RAKYATNYA JADI KORBAN…! 
Amerika Terpuruk, Inflasi Gila-gilaan, Warga Hanya Bisa Beli Komoditas Ini 
ByTim 
Redaksi0https://bergelora.com/rakyatnya-jadi-korban-amerika-terpuruk-inflasi-gila-gilaan-warga-hanya-bisa-beli-komoditas-ini/
Presiden AS, Joe Biden panik. (Ist)
JAKARTA- Raksasa ritel Amerika Serikat (AS) Walmart dikabarkan memangkas 
prospek laba mereka, baik secara kuartalan maupun setahun penuh akibat Inflasi 
yang melanda negeri Paman Sam.

Dalam keterangannya, Walmart menuturkan bahwa inflasi di AS telah mendorong 
masyarakat untuk lebih banyak membelanjakan kebutuhan pokok seperti makanan dan 
semakin sedikit transaksi terkait pembelian pakaian dan barang elektronik.

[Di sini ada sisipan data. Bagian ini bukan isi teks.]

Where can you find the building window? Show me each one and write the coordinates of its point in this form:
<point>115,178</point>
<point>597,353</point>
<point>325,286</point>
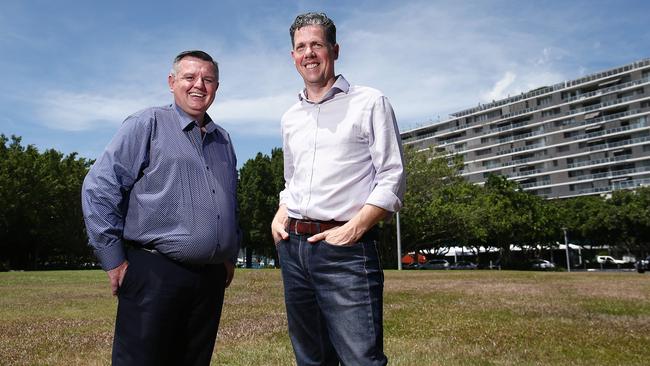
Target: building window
<point>568,135</point>
<point>544,100</point>
<point>550,112</point>
<point>483,152</point>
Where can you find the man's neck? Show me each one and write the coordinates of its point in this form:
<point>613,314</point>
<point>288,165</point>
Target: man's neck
<point>315,93</point>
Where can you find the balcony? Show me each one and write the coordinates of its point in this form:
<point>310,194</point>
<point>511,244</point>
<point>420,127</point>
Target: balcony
<point>641,124</point>
<point>599,161</point>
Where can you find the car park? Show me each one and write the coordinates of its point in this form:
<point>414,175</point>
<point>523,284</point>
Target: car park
<point>463,265</point>
<point>606,259</point>
<point>541,264</point>
<point>435,264</point>
<point>642,265</point>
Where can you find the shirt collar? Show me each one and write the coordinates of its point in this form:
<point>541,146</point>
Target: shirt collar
<point>187,122</point>
<point>340,86</point>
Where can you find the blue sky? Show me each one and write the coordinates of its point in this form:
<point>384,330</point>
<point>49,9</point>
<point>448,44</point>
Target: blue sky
<point>73,70</point>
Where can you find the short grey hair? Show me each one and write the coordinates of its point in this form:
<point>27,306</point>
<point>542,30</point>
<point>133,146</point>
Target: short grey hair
<point>321,19</point>
<point>197,54</point>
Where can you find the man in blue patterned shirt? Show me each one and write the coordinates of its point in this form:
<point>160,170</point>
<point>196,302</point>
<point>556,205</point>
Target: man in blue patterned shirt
<point>160,211</point>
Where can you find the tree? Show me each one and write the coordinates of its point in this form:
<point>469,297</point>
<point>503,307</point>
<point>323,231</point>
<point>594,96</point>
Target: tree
<point>260,182</point>
<point>435,210</point>
<point>40,208</point>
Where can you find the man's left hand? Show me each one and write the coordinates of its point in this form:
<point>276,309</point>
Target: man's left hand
<point>230,272</point>
<point>341,235</point>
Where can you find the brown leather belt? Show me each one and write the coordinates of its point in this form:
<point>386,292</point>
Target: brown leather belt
<point>311,227</point>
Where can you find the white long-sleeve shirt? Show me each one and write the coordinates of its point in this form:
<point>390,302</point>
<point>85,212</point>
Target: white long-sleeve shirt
<point>340,154</point>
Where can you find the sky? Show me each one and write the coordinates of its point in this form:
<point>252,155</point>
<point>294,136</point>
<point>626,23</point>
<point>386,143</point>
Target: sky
<point>74,70</point>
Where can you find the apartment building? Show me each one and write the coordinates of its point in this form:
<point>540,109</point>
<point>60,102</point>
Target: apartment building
<point>580,137</point>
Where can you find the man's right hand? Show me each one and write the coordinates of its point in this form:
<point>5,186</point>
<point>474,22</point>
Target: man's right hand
<point>116,276</point>
<point>279,224</point>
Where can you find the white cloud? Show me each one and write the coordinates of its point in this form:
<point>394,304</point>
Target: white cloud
<point>501,87</point>
<point>429,59</point>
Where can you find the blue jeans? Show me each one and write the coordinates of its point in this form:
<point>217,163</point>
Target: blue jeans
<point>333,295</point>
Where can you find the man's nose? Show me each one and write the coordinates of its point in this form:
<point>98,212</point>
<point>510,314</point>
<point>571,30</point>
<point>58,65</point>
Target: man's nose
<point>199,82</point>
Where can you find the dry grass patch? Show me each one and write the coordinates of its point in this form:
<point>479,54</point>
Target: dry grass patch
<point>431,318</point>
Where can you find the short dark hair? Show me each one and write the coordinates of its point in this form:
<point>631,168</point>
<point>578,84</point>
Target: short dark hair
<point>321,19</point>
<point>198,54</point>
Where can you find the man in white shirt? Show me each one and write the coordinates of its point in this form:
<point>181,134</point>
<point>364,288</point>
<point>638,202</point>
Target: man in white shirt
<point>344,172</point>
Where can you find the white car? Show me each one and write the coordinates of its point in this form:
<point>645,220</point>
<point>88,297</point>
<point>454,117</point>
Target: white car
<point>606,259</point>
<point>542,264</point>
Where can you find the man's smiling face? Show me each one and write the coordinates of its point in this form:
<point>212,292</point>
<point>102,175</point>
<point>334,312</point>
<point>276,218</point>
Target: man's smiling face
<point>194,86</point>
<point>313,56</point>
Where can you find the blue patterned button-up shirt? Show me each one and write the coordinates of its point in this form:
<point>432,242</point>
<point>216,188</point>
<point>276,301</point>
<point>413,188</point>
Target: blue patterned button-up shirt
<point>163,185</point>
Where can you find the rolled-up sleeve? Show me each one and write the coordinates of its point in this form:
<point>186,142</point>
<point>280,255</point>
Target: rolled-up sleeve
<point>387,158</point>
<point>105,190</point>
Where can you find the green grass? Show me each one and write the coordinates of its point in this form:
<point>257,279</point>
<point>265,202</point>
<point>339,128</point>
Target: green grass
<point>431,318</point>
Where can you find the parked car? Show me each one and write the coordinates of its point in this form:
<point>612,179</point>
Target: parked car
<point>463,265</point>
<point>642,265</point>
<point>435,264</point>
<point>541,264</point>
<point>411,266</point>
<point>606,259</point>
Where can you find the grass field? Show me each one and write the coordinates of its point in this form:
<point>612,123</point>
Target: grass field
<point>431,318</point>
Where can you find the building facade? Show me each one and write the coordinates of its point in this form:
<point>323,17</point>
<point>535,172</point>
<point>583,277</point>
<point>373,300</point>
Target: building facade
<point>580,137</point>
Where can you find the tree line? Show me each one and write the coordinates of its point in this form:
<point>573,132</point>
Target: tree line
<point>41,224</point>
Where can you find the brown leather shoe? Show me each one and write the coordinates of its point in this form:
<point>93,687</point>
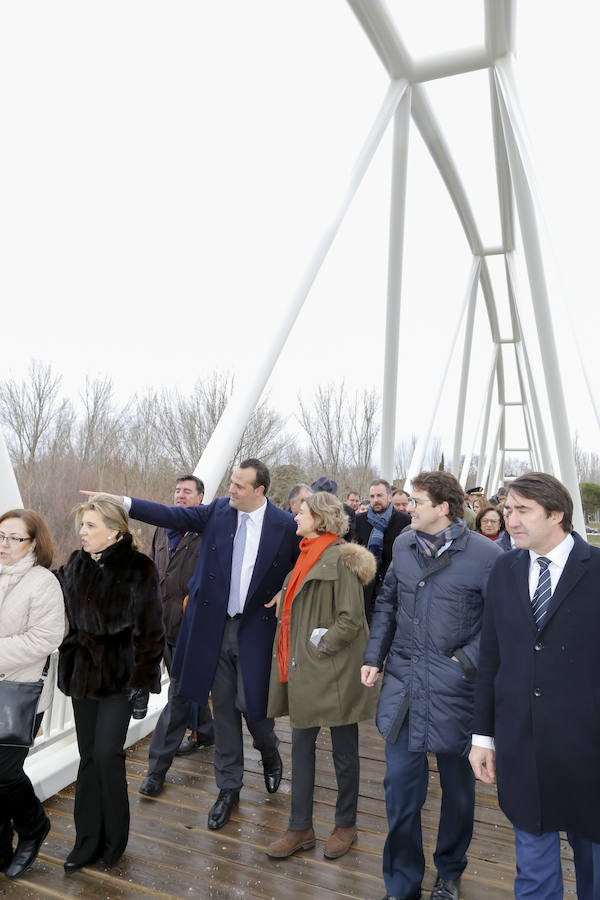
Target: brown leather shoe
<point>340,841</point>
<point>290,842</point>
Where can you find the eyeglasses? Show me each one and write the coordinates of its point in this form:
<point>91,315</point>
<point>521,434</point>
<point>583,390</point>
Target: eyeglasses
<point>12,538</point>
<point>413,502</point>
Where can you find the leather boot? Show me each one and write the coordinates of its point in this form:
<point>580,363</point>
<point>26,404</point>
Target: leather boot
<point>27,850</point>
<point>340,841</point>
<point>290,842</point>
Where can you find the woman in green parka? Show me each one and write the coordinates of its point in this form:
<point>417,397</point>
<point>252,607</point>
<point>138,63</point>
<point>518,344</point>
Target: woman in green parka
<point>319,646</point>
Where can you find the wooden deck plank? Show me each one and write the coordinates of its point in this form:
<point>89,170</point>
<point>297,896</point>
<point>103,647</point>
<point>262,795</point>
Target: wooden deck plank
<point>171,853</point>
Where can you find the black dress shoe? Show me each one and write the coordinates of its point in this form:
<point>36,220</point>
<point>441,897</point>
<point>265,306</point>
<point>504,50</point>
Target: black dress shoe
<point>73,865</point>
<point>5,857</point>
<point>26,852</point>
<point>445,889</point>
<point>190,745</point>
<point>273,770</point>
<point>412,897</point>
<point>221,810</point>
<point>152,784</point>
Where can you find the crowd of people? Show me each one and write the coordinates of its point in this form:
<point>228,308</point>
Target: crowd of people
<point>466,626</point>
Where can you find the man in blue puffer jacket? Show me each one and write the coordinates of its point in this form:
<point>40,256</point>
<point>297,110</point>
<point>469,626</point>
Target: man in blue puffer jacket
<point>426,628</point>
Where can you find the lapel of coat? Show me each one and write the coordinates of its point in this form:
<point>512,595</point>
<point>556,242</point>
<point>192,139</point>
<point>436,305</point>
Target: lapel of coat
<point>520,571</point>
<point>225,526</point>
<point>575,568</point>
<point>270,540</point>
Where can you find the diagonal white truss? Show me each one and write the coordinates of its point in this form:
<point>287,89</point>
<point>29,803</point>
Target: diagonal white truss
<point>541,398</point>
<point>53,763</point>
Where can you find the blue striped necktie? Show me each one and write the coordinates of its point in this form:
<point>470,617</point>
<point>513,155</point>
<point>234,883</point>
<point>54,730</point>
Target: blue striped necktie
<point>543,592</point>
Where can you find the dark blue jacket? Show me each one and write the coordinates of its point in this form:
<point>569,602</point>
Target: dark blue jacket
<point>427,612</point>
<point>538,694</point>
<point>201,633</point>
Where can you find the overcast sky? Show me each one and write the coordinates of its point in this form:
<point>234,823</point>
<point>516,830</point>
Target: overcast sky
<point>167,169</point>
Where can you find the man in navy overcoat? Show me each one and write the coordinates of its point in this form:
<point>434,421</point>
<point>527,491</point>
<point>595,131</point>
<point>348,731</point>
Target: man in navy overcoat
<point>226,638</point>
<point>538,690</point>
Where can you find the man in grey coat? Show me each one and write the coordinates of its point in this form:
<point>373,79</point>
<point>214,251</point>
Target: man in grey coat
<point>426,628</point>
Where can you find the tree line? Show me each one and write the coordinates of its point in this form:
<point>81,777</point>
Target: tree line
<point>58,444</point>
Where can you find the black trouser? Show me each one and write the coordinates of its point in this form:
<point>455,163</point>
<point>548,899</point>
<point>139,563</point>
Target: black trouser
<point>228,706</point>
<point>101,803</point>
<point>19,806</point>
<point>177,715</point>
<point>344,739</point>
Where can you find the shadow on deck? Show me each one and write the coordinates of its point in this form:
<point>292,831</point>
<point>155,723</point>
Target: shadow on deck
<point>171,854</point>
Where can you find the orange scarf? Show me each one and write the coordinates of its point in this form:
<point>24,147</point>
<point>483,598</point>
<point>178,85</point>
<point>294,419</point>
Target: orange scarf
<point>310,551</point>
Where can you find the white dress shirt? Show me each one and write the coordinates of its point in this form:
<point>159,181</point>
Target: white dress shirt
<point>558,557</point>
<point>254,525</point>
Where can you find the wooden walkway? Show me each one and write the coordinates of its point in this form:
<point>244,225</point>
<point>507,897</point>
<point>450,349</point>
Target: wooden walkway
<point>171,854</point>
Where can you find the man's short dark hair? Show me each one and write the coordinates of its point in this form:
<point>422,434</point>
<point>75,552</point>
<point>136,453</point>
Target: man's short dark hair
<point>263,476</point>
<point>295,490</point>
<point>549,492</point>
<point>197,481</point>
<point>382,481</point>
<point>442,486</point>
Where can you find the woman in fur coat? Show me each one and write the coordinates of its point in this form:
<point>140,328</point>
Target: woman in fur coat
<point>32,624</point>
<point>111,654</point>
<point>315,675</point>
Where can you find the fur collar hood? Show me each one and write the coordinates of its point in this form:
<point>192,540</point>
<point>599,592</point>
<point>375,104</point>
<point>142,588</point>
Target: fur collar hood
<point>359,560</point>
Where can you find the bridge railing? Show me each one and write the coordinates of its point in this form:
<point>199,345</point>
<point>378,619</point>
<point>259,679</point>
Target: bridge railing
<point>53,761</point>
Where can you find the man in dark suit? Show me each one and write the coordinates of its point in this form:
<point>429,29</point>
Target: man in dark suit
<point>175,554</point>
<point>537,706</point>
<point>377,529</point>
<point>226,637</point>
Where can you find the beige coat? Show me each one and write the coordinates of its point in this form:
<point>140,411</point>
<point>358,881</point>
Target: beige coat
<point>326,689</point>
<point>32,625</point>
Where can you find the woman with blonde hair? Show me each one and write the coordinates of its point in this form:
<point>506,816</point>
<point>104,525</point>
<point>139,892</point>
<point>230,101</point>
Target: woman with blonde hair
<point>315,675</point>
<point>32,624</point>
<point>110,657</point>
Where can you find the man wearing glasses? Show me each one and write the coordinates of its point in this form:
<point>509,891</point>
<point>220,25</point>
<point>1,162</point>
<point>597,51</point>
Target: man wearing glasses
<point>426,628</point>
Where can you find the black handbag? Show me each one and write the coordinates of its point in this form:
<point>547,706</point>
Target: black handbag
<point>18,707</point>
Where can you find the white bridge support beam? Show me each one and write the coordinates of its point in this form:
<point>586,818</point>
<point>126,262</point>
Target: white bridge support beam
<point>394,293</point>
<point>523,184</point>
<point>422,444</point>
<point>246,394</point>
<point>10,496</point>
<point>464,373</point>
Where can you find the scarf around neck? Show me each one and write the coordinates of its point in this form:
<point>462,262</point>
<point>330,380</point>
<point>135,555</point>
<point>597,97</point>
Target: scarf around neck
<point>430,544</point>
<point>11,575</point>
<point>311,550</point>
<point>379,522</point>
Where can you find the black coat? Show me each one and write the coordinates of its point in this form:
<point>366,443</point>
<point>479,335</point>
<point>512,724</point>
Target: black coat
<point>426,613</point>
<point>397,523</point>
<point>538,694</point>
<point>115,640</point>
<point>201,633</point>
<point>174,572</point>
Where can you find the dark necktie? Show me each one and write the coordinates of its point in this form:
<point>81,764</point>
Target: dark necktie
<point>543,592</point>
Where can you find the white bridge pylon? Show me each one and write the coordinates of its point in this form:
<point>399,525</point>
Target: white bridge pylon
<point>530,350</point>
<point>547,437</point>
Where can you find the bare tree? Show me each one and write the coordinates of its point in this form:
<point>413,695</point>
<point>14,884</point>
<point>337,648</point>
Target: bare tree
<point>325,424</point>
<point>31,411</point>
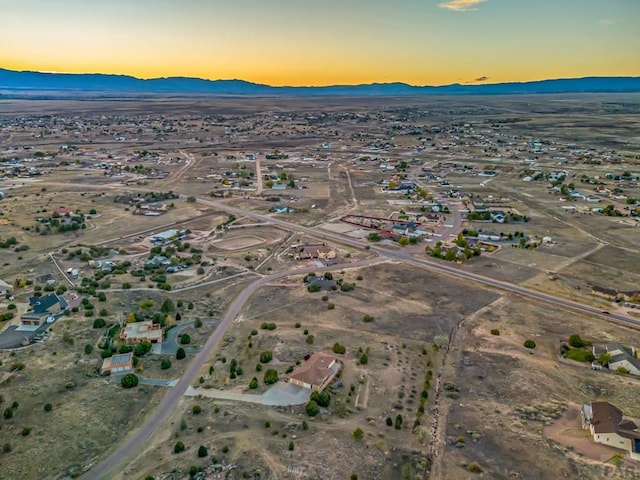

Pergeseran pada pengeluaran inilah membuat Walmart menandai sejumlah barang 
yang tidak lagi diinginkan konsumen semasa inflasi.

Pengumuman itu sekaligus membuat saham perusahaan jatuh. Tak hanya Walmart, 
ritel lain termasuk Target dan raksasa e-commerce Amazon juga menghadapi hal 
serupa.

Laju inflasi tahunan di AS dilaporkan mencapai 9,1 persen pada Juni, sekaligus 
menjadi yang tertinggi sejak November 1981. Inflasi bulan lalu juga lebih 
tinggi dibandingkan prediksi Dow Jones yang mencapai 8,8 persen, begitu juga 
pada bulan sebelumnya sebesar 8,6 persen. Biro Statistik Tenaga Kerja Amerika 
melaporkan, inflasi inti juga lebih tinggi dari perkiraan mencapai 5,9 persen.

Kepada Bergelora.com di Jakarta dilaporkan, Walmart saat ini dilaporkan telah 
mengantisipasi dengan menyesuaikan n laba per saham untuk kuartal II dan 
setahun penuh dengan penurunan masing-masing sekitar 8 persen hingga 9 persen 
dan 11 persen hingga 13 persen.

Angka ini kian jauh dari perkiraan laba sebelumnya yang diproyeksi Walmart akan 
datar pada kuartal II dan turun sekitar 1 persen untuk setahun penuh.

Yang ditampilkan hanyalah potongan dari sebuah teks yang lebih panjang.